JavaScript rendering
JavaScript rendering is the process of executing JavaScript on a page to make changes in the page's structure or content. It's also called client-side rendering, the opposite of server-side rendering. Some modern websites render on the client, some on the server and many cutting edge websites render some things on the server and other things on the client.
The Crawlee website does not use JavaScript rendering to display its content, so we have to look for an example elsewhere. Apify Store is a library of scrapers and automations called actors that anyone can grab and use for free. It uses JavaScript rendering to display the list of actors, so let's use it to demonstrate how it works.

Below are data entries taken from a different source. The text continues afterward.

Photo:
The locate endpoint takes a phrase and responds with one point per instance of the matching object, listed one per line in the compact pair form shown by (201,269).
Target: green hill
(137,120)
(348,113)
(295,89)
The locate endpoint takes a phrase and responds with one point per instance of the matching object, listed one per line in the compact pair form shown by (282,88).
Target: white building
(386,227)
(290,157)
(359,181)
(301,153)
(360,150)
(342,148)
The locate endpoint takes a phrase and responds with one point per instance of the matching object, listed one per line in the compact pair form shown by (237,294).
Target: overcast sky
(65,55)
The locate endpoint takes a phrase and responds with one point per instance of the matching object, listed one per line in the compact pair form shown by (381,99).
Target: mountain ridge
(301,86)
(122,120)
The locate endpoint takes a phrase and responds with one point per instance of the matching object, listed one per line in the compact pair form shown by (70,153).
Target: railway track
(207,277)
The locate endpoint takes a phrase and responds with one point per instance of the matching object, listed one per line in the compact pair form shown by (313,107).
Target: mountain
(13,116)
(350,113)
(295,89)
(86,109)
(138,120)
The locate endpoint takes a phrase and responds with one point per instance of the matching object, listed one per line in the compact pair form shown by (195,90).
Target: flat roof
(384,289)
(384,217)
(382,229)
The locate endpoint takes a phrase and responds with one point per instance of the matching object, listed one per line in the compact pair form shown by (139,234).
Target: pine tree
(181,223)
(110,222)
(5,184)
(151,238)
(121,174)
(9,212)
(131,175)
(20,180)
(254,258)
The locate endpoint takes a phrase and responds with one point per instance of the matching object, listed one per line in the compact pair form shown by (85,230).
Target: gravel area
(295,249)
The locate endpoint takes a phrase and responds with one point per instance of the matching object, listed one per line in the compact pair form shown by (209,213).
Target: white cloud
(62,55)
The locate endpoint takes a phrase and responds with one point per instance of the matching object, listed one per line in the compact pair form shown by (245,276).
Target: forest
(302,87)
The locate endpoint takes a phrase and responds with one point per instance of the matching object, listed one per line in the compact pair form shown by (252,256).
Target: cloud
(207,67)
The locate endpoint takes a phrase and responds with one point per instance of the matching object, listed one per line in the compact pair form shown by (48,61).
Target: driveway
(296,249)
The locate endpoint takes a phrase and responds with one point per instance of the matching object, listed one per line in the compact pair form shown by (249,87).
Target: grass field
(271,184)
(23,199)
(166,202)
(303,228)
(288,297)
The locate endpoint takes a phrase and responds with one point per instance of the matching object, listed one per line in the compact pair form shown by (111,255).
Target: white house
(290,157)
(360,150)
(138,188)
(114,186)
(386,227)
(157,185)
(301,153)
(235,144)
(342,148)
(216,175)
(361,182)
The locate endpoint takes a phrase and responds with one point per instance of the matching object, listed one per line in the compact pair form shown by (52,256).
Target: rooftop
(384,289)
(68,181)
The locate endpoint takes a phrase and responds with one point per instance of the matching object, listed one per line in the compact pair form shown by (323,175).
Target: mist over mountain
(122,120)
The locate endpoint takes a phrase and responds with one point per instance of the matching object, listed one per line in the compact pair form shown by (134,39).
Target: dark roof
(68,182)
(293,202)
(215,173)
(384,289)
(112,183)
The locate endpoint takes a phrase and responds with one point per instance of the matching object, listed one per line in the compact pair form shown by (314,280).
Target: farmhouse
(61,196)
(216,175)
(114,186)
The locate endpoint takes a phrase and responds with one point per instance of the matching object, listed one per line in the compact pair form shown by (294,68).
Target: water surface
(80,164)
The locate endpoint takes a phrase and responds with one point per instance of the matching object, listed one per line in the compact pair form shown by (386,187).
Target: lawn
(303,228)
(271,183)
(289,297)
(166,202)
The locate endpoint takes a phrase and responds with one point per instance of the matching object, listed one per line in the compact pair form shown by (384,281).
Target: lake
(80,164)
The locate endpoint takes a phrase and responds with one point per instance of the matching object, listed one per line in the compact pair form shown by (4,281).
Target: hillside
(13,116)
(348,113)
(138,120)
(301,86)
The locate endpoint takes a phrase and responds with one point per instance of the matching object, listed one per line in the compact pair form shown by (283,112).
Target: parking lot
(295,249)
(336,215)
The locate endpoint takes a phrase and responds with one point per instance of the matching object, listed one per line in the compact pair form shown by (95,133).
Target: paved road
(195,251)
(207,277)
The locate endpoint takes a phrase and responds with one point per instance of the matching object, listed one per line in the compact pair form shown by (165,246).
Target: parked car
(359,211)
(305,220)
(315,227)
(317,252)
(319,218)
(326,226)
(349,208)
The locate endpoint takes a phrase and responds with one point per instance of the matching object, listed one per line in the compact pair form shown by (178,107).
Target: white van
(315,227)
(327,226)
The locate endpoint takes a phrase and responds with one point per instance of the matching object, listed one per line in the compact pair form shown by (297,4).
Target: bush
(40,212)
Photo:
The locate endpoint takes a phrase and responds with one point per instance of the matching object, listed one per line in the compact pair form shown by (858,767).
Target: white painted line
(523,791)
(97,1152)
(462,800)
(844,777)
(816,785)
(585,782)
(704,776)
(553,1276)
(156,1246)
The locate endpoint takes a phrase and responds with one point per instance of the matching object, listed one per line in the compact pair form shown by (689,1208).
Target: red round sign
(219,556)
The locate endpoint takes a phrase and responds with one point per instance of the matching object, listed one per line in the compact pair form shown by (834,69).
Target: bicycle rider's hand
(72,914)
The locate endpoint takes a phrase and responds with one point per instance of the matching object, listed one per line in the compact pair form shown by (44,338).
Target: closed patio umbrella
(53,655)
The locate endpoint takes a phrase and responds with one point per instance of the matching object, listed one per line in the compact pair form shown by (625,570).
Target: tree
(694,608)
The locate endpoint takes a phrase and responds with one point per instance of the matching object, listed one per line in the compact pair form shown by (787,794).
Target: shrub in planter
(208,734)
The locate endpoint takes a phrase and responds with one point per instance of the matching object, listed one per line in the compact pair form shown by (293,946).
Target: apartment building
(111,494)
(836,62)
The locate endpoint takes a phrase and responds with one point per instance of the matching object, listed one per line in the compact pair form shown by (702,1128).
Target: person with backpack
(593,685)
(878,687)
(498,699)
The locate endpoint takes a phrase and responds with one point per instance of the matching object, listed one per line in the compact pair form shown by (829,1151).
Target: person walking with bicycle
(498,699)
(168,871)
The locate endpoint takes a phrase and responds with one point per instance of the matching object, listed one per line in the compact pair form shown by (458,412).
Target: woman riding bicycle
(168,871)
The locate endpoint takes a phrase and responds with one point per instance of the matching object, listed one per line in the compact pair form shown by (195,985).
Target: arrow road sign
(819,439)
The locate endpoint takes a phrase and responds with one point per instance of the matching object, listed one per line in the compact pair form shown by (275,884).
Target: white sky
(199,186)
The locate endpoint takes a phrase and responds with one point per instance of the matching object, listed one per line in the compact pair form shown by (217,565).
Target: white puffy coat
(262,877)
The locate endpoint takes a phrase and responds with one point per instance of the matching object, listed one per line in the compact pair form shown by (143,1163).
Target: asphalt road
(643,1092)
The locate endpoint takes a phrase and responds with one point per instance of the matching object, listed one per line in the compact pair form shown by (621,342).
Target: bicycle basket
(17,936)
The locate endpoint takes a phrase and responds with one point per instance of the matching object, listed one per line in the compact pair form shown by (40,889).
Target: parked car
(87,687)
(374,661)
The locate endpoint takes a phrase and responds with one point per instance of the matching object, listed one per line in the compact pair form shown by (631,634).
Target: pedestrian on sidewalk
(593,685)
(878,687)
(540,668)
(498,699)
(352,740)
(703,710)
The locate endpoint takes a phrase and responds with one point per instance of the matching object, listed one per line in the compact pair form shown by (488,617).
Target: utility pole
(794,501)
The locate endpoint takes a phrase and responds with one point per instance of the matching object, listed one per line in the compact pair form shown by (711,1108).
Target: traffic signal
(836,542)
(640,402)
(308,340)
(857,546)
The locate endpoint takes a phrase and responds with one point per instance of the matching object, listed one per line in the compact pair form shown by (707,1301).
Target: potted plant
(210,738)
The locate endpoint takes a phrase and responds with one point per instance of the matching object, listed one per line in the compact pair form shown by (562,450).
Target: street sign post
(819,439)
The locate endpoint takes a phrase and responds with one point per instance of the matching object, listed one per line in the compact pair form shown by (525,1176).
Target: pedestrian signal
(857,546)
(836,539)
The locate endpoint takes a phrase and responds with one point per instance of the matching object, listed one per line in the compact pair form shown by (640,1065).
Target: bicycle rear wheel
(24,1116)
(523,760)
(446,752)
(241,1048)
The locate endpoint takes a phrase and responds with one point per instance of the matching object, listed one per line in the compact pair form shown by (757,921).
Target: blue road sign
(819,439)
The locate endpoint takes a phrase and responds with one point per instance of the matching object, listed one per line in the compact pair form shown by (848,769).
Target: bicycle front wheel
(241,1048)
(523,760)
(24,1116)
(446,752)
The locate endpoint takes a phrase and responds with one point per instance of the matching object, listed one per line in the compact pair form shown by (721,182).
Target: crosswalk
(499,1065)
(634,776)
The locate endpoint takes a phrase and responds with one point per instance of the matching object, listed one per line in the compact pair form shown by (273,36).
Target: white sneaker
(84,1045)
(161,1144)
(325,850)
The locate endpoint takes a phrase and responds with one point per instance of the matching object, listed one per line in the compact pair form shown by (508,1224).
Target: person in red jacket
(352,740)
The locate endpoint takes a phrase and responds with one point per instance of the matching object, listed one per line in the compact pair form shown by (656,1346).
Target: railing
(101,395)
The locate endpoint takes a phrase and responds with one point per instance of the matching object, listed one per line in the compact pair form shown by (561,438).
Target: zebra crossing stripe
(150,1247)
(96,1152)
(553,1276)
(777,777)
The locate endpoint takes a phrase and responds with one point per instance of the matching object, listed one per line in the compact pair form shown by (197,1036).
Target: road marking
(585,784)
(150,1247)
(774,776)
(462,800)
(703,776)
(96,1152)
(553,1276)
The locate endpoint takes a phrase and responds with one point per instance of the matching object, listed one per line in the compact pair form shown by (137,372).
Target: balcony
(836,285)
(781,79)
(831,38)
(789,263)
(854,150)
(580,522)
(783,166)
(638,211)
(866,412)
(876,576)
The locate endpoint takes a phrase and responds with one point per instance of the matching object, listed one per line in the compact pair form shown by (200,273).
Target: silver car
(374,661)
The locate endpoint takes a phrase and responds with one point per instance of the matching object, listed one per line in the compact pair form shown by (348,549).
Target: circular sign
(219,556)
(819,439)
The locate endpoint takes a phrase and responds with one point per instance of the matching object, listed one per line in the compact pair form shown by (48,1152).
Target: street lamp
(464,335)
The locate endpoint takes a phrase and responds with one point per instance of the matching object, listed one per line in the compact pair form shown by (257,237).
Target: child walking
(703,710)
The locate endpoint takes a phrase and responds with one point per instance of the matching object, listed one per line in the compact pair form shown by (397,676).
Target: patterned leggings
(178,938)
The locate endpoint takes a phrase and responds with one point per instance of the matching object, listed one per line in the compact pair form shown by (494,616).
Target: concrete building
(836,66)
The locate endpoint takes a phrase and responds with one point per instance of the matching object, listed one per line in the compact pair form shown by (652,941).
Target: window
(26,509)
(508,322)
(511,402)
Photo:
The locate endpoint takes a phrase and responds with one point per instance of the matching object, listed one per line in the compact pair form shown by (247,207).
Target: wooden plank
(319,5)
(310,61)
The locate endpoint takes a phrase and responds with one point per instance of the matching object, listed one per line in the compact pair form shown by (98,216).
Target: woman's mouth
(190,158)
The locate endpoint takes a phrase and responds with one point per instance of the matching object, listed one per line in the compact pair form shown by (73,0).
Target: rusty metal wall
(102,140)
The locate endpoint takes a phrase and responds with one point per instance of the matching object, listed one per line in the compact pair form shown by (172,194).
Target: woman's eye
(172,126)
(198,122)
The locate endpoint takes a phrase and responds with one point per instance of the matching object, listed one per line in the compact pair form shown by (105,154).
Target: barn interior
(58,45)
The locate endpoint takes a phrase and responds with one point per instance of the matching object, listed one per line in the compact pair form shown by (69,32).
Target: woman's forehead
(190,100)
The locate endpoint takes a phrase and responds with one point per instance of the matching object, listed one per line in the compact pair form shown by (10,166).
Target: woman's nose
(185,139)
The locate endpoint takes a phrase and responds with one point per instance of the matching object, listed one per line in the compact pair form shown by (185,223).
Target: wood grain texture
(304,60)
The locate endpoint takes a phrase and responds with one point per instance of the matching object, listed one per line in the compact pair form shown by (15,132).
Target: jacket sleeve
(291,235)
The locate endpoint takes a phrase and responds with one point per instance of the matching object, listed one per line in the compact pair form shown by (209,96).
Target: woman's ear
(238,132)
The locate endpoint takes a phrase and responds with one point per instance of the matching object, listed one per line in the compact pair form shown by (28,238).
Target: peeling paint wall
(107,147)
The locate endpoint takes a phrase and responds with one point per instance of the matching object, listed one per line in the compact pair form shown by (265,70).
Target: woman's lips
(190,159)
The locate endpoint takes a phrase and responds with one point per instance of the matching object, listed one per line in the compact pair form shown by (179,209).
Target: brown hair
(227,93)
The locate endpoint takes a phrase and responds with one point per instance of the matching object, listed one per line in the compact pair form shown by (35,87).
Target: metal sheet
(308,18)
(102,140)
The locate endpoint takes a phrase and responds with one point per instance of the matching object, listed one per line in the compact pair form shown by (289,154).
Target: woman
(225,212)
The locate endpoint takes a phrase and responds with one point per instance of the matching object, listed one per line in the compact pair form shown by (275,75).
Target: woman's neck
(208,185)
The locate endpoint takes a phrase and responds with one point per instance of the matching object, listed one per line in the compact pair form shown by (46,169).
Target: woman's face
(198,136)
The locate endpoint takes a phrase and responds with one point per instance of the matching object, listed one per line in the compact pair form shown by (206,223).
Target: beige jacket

import { CheerioCrawler } from 'crawlee';
const crawler = new CheerioCrawler({
async requestHandler({ $, request }) {
// Extract text content of an actor card
const actorText = $('.ActorStoreItem').text();
console.log(`ACTOR: ${actorText}`);
}
})
await crawler.run(['https://apify.com/store']);
Run the code, and you'll see that the crawler won't print the content of the actor card.
ACTOR:
That's because Apify Store uses client-side JavaScript to render its content and CheerioCrawler
can't execute it, so the text never appears in the page's HTML.
You can confirm this using Chrome DevTools. If you go to https://apify.com/store, right-click anywhere in the page, select View Page Source and search for ActorStoreItem you won't find any results. Then, if you right-click again, select Inspect and search for the same ActorStoreItem, you will find many of them.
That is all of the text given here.